Finalement, lorsque les fourmis ont été entraînées avec la bonne antenne, elles ont montré qu’elles avaient soif au bout de 10 minutes, avec un effet d’affaiblissement progressif au fil du temps. En revanche, les fourmis entraînées avec l’antenne gauche ne réagissaient pas après 10 minutes ou même une heure. Un jour plus tard, cependant, elles ont montré des signes de soif importants.

« Nous avons montré qu’un bref contact entre une récompense en sucre et l’antenne droite ou gauche suffit à produire une mémoire latéralisée, même si le repère visuel est visible des deux yeux tout au long de l’entraînement et des tests », soulignent les auteurs de l’étude. « Le renforcement donné à l’antenne droite a induit la formation de souvenirs à court terme, tandis que le renforcement donné à l’antenne gauche a induit des souvenirs à long terme. »

Si cela se vérifie, et que ces différents types de mémoire sont en effet stockés dans des hémisphères distincts du cerveau de la fourmi, cela suggère que la latéralisation de la mémoire a pu évoluer à plusieurs reprises dans un passé lointain. Sachant qu’il existe une théorie selon laquelle cette caractéristique pourrait également apparaître chez des créatures plus sociales, restant toutefois largement débattue.

Mieux comprendre les avantages offerts par un cerveau asymétrique

Les recherches sur la mémoire olfactive et la latéralisation chez les abeilles sociales suggèrent cependant quelque chose d’étrangement similaire.

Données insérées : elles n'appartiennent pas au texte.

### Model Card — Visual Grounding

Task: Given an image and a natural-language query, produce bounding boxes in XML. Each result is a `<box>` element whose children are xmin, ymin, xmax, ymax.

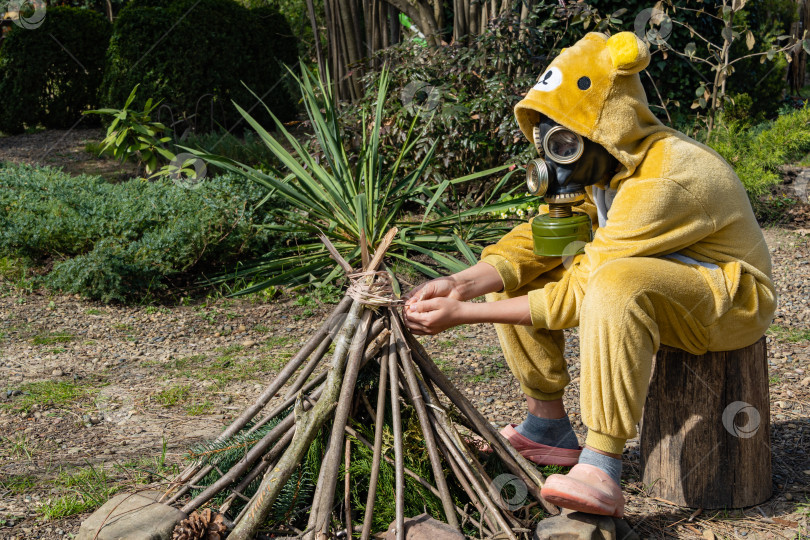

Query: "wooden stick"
<box><xmin>248</xmin><ymin>324</ymin><xmax>390</xmax><ymax>433</ymax></box>
<box><xmin>436</xmin><ymin>418</ymin><xmax>517</xmax><ymax>540</ymax></box>
<box><xmin>346</xmin><ymin>426</ymin><xmax>495</xmax><ymax>536</ymax></box>
<box><xmin>181</xmin><ymin>392</ymin><xmax>311</xmax><ymax>514</ymax></box>
<box><xmin>360</xmin><ymin>338</ymin><xmax>389</xmax><ymax>540</ymax></box>
<box><xmin>228</xmin><ymin>302</ymin><xmax>363</xmax><ymax>540</ymax></box>
<box><xmin>307</xmin><ymin>310</ymin><xmax>373</xmax><ymax>537</ymax></box>
<box><xmin>391</xmin><ymin>316</ymin><xmax>461</xmax><ymax>531</ymax></box>
<box><xmin>284</xmin><ymin>329</ymin><xmax>339</xmax><ymax>399</ymax></box>
<box><xmin>430</xmin><ymin>407</ymin><xmax>522</xmax><ymax>528</ymax></box>
<box><xmin>343</xmin><ymin>439</ymin><xmax>352</xmax><ymax>538</ymax></box>
<box><xmin>437</xmin><ymin>439</ymin><xmax>497</xmax><ymax>536</ymax></box>
<box><xmin>392</xmin><ymin>316</ymin><xmax>560</xmax><ymax>515</ymax></box>
<box><xmin>388</xmin><ymin>333</ymin><xmax>405</xmax><ymax>540</ymax></box>
<box><xmin>219</xmin><ymin>426</ymin><xmax>295</xmax><ymax>514</ymax></box>
<box><xmin>164</xmin><ymin>296</ymin><xmax>352</xmax><ymax>504</ymax></box>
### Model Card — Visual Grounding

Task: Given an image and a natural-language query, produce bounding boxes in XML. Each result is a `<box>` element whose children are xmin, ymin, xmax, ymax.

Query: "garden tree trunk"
<box><xmin>641</xmin><ymin>337</ymin><xmax>771</xmax><ymax>508</ymax></box>
<box><xmin>788</xmin><ymin>0</ymin><xmax>810</xmax><ymax>92</ymax></box>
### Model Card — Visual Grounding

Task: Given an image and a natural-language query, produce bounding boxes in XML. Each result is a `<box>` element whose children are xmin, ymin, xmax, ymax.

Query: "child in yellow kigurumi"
<box><xmin>406</xmin><ymin>32</ymin><xmax>776</xmax><ymax>516</ymax></box>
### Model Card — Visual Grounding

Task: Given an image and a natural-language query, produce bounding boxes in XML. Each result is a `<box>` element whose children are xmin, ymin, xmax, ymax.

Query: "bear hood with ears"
<box><xmin>515</xmin><ymin>32</ymin><xmax>674</xmax><ymax>188</ymax></box>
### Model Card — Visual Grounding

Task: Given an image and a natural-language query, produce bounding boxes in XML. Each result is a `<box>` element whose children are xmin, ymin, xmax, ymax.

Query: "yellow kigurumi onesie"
<box><xmin>482</xmin><ymin>32</ymin><xmax>776</xmax><ymax>454</ymax></box>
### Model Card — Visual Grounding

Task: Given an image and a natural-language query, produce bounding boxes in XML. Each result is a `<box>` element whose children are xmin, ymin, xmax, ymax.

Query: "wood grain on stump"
<box><xmin>641</xmin><ymin>337</ymin><xmax>772</xmax><ymax>508</ymax></box>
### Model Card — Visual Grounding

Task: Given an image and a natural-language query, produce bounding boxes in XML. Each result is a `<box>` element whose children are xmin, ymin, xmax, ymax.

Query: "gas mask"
<box><xmin>526</xmin><ymin>117</ymin><xmax>618</xmax><ymax>257</ymax></box>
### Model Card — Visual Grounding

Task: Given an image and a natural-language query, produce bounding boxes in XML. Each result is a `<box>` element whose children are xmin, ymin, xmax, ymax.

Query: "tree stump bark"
<box><xmin>641</xmin><ymin>337</ymin><xmax>772</xmax><ymax>509</ymax></box>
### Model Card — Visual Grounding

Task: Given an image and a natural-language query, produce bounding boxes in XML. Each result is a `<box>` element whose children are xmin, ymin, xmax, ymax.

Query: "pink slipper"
<box><xmin>540</xmin><ymin>463</ymin><xmax>624</xmax><ymax>518</ymax></box>
<box><xmin>501</xmin><ymin>424</ymin><xmax>582</xmax><ymax>467</ymax></box>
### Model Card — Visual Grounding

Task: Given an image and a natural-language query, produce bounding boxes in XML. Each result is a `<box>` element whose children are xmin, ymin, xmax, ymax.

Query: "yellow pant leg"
<box><xmin>486</xmin><ymin>267</ymin><xmax>571</xmax><ymax>401</ymax></box>
<box><xmin>580</xmin><ymin>257</ymin><xmax>764</xmax><ymax>454</ymax></box>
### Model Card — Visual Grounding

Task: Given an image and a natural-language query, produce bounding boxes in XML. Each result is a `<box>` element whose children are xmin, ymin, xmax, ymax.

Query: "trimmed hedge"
<box><xmin>0</xmin><ymin>7</ymin><xmax>111</xmax><ymax>134</ymax></box>
<box><xmin>101</xmin><ymin>0</ymin><xmax>298</xmax><ymax>132</ymax></box>
<box><xmin>0</xmin><ymin>164</ymin><xmax>272</xmax><ymax>302</ymax></box>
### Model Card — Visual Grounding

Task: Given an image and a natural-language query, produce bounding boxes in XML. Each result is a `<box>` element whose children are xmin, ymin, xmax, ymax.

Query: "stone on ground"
<box><xmin>534</xmin><ymin>512</ymin><xmax>638</xmax><ymax>540</ymax></box>
<box><xmin>76</xmin><ymin>491</ymin><xmax>188</xmax><ymax>540</ymax></box>
<box><xmin>385</xmin><ymin>514</ymin><xmax>464</xmax><ymax>540</ymax></box>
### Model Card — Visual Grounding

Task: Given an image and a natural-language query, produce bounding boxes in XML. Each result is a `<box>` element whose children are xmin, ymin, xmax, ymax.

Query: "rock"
<box><xmin>76</xmin><ymin>491</ymin><xmax>187</xmax><ymax>540</ymax></box>
<box><xmin>533</xmin><ymin>512</ymin><xmax>639</xmax><ymax>540</ymax></box>
<box><xmin>385</xmin><ymin>514</ymin><xmax>464</xmax><ymax>540</ymax></box>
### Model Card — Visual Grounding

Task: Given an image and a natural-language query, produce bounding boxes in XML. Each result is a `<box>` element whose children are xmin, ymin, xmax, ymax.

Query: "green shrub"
<box><xmin>101</xmin><ymin>0</ymin><xmax>298</xmax><ymax>133</ymax></box>
<box><xmin>0</xmin><ymin>165</ymin><xmax>278</xmax><ymax>302</ymax></box>
<box><xmin>345</xmin><ymin>1</ymin><xmax>593</xmax><ymax>191</ymax></box>
<box><xmin>0</xmin><ymin>7</ymin><xmax>110</xmax><ymax>133</ymax></box>
<box><xmin>708</xmin><ymin>103</ymin><xmax>810</xmax><ymax>217</ymax></box>
<box><xmin>590</xmin><ymin>0</ymin><xmax>797</xmax><ymax>125</ymax></box>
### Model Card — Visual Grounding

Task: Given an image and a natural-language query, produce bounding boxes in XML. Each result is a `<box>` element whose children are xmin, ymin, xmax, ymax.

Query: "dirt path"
<box><xmin>0</xmin><ymin>125</ymin><xmax>135</xmax><ymax>181</ymax></box>
<box><xmin>0</xmin><ymin>224</ymin><xmax>810</xmax><ymax>539</ymax></box>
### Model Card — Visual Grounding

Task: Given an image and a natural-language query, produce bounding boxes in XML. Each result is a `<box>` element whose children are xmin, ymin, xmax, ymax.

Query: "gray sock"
<box><xmin>579</xmin><ymin>448</ymin><xmax>622</xmax><ymax>486</ymax></box>
<box><xmin>515</xmin><ymin>413</ymin><xmax>579</xmax><ymax>450</ymax></box>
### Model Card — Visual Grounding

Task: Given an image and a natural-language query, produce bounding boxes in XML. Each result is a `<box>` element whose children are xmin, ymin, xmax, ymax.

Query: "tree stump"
<box><xmin>641</xmin><ymin>337</ymin><xmax>772</xmax><ymax>509</ymax></box>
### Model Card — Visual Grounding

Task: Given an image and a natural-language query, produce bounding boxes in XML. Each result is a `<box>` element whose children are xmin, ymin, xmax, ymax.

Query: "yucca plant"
<box><xmin>189</xmin><ymin>66</ymin><xmax>529</xmax><ymax>294</ymax></box>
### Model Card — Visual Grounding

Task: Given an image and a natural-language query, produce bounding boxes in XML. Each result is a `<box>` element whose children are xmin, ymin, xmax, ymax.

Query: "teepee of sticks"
<box><xmin>161</xmin><ymin>229</ymin><xmax>558</xmax><ymax>540</ymax></box>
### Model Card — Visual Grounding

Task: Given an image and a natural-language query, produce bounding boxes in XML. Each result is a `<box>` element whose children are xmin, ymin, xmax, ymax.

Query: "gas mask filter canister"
<box><xmin>526</xmin><ymin>118</ymin><xmax>617</xmax><ymax>257</ymax></box>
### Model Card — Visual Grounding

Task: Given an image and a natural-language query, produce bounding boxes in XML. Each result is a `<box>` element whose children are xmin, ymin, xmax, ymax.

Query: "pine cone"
<box><xmin>172</xmin><ymin>508</ymin><xmax>228</xmax><ymax>540</ymax></box>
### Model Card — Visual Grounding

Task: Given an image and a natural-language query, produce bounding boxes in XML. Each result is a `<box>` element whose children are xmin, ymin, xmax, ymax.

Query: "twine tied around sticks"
<box><xmin>346</xmin><ymin>270</ymin><xmax>405</xmax><ymax>309</ymax></box>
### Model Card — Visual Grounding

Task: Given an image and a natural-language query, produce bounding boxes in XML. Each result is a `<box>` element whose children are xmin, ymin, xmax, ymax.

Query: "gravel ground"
<box><xmin>0</xmin><ymin>124</ymin><xmax>135</xmax><ymax>181</ymax></box>
<box><xmin>0</xmin><ymin>229</ymin><xmax>810</xmax><ymax>539</ymax></box>
<box><xmin>0</xmin><ymin>129</ymin><xmax>810</xmax><ymax>540</ymax></box>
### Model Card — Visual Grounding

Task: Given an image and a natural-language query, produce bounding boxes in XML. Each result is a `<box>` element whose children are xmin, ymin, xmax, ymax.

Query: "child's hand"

Des souvenirs plus intenses semblent se former lorsque l’antenne droite est utilisée, tandis que les souvenirs à long terme se forment en réponse aux apports des antennes gauches de l’abeille.

Le modèle semblant se dégager ici vaut assurément la peine d’être exploré davantage, ne serait-ce que pour comprendre pourquoi des cerveaux asymétriques comme le nôtre semblent si avantageux. Cependant, sans en savoir plus sur les lignées d’insectes, il est difficile de dire si la latéralisation de la mémoire a évolué indépendamment chez les fourmis et les abeilles sociales, ou si elle était présente chez un ancêtre commun mais perdue chez les abeilles solitaires.

Le fait de disposer deux hémisphères distincts pourrait réduire les informations contradictoires ou aider à débarrasser le cerveau d’une certaine redondance, ce qui pourrait être particulièrement important pour les petits insectes qui ont besoin d’économiser de l’énergie et de l’espace. Il est également possible que le fait de conserver les souvenirs sur le long terme dans un hémisphère permette la formation de nouveaux sur le court terme. Il y a encore beaucoup d’éléments, ici, que les scientifiques doivent découvrir.